We found a pleasant spot for coffee and cake beside a water meadow covered in reeds and daisies. It wasn´t raining! We then wound our way along country tracks dotted with wooden hay barns. (I was particularly impressed with one equine set up that had a great, brand new cross-country course!)
Headed into countryside where you almost expected Heidi (attired in a suitable waterproofs of course) to come skipping down with a couple of goats. All the livestock around here wear bells, so cycling is accompanied with musical accompaniment.

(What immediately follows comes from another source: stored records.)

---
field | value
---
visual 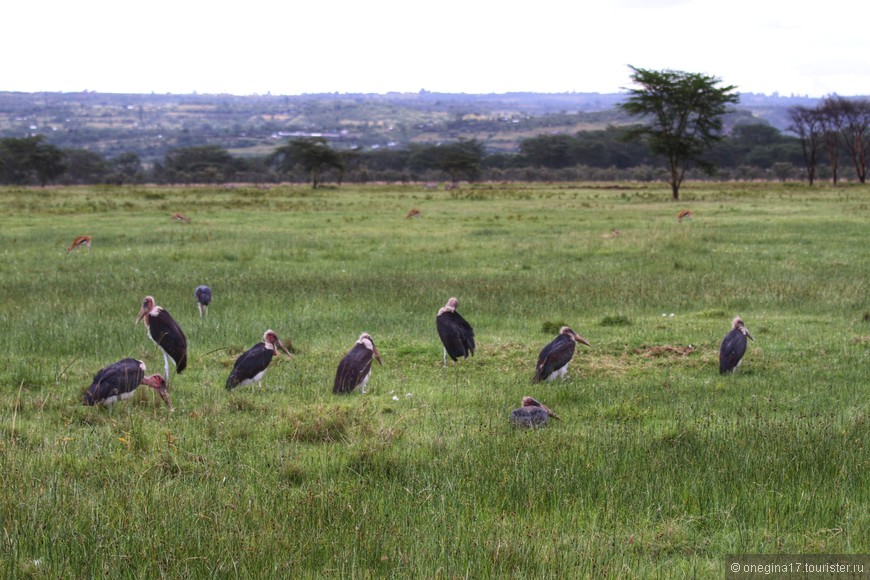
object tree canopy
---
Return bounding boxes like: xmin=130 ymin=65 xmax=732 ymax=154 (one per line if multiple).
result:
xmin=619 ymin=66 xmax=739 ymax=200
xmin=271 ymin=137 xmax=345 ymax=188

The 5km climb up into Bad Kohlgrb was fine until the last 1km where it was incredibly steep. We decided that we needed a little bit of pampering and booked into a lovely guest house (balcony with a view of the hills) - Gästehaus Bauer, Schmiedgasse 3, 82433 Bad Kohlgrub, firstname.lastname@example.org - run by a friendly, very helpful guy.

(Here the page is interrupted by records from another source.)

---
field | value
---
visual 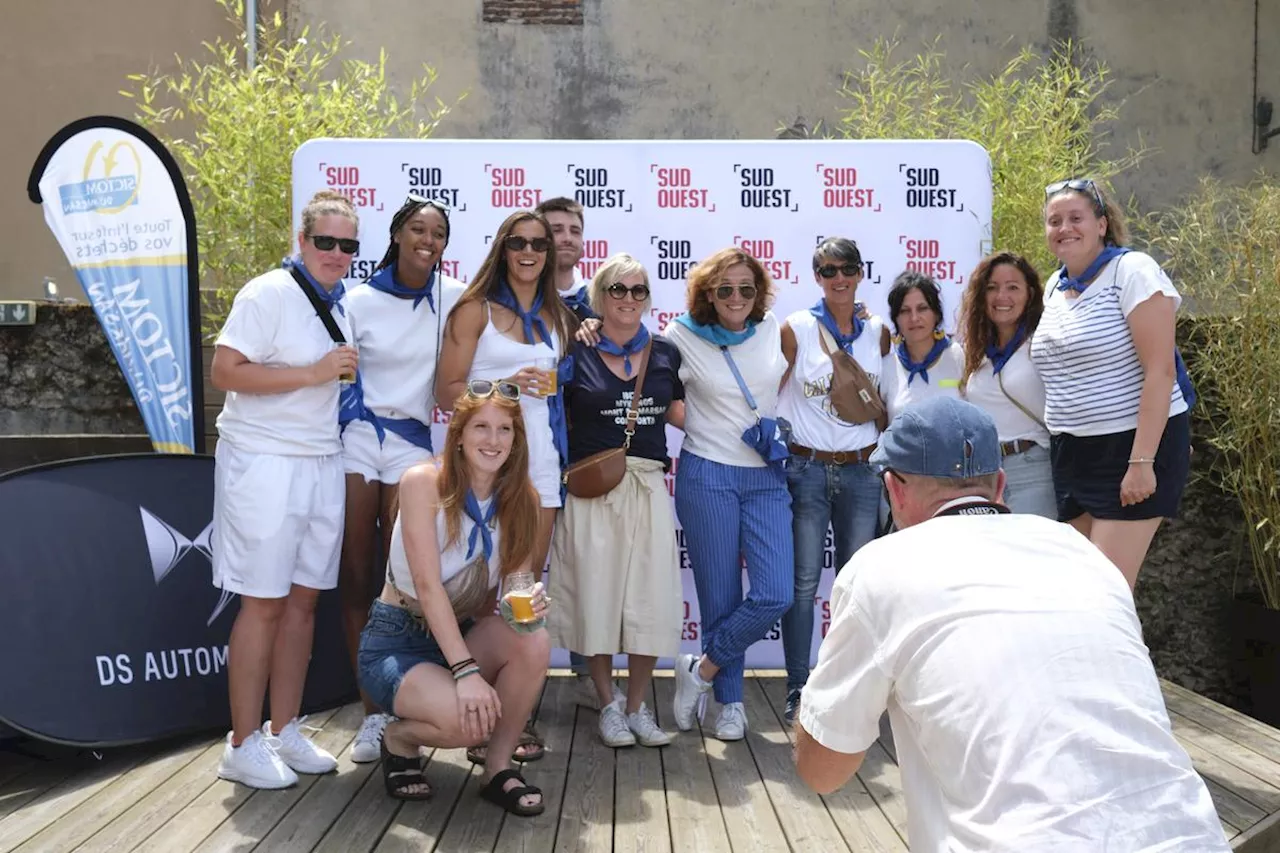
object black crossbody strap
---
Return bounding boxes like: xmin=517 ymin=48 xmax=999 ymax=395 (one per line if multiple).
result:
xmin=289 ymin=266 xmax=347 ymax=343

The cycle route took us up through some heavily wooded areas (Grünwald) and we started the first real climbs and decents of our journey, and on a fairly demanding surface too. The surface meant that while twiddling up the steeper sections, pebbles and rocks piong out from under your wheel, and either bruise the person cycling beside you, or set the steering off to one side or another at the most inappropriate moments - also making decents slow. It did however, warm us up (the 16-18° menat that we wore fleeces to cycle in for most of the day, poor weeds that we now are after spending so long in Dubai).
The route skirted most of the towns, often taking us along delightful lanes where streams ran totally clear and clean. During our coffee and cake stop a reef of rafts loaded with beer kegs, Bavarians (some in traditional dress), bands, and brezels floated by on the river beside us. It was superb, if a little odd.
Bad Tolz was very pretty, but even better was the landscape which is beginning to look and feel quite alpine. The hills now climb steeply around vibrant green pastures full of cows wearing bells. Some of the tracks we were cycling on were more suitable for mountain biking, but, they were certainly peaceful and we saw very few other people.
We camped in a site outside of Bad Tolz, inexplicably located by a huge main road (again!). Another ear plug night. The folding stools that we picked up in Munich are awesome, and keep our backsides dry while cooking.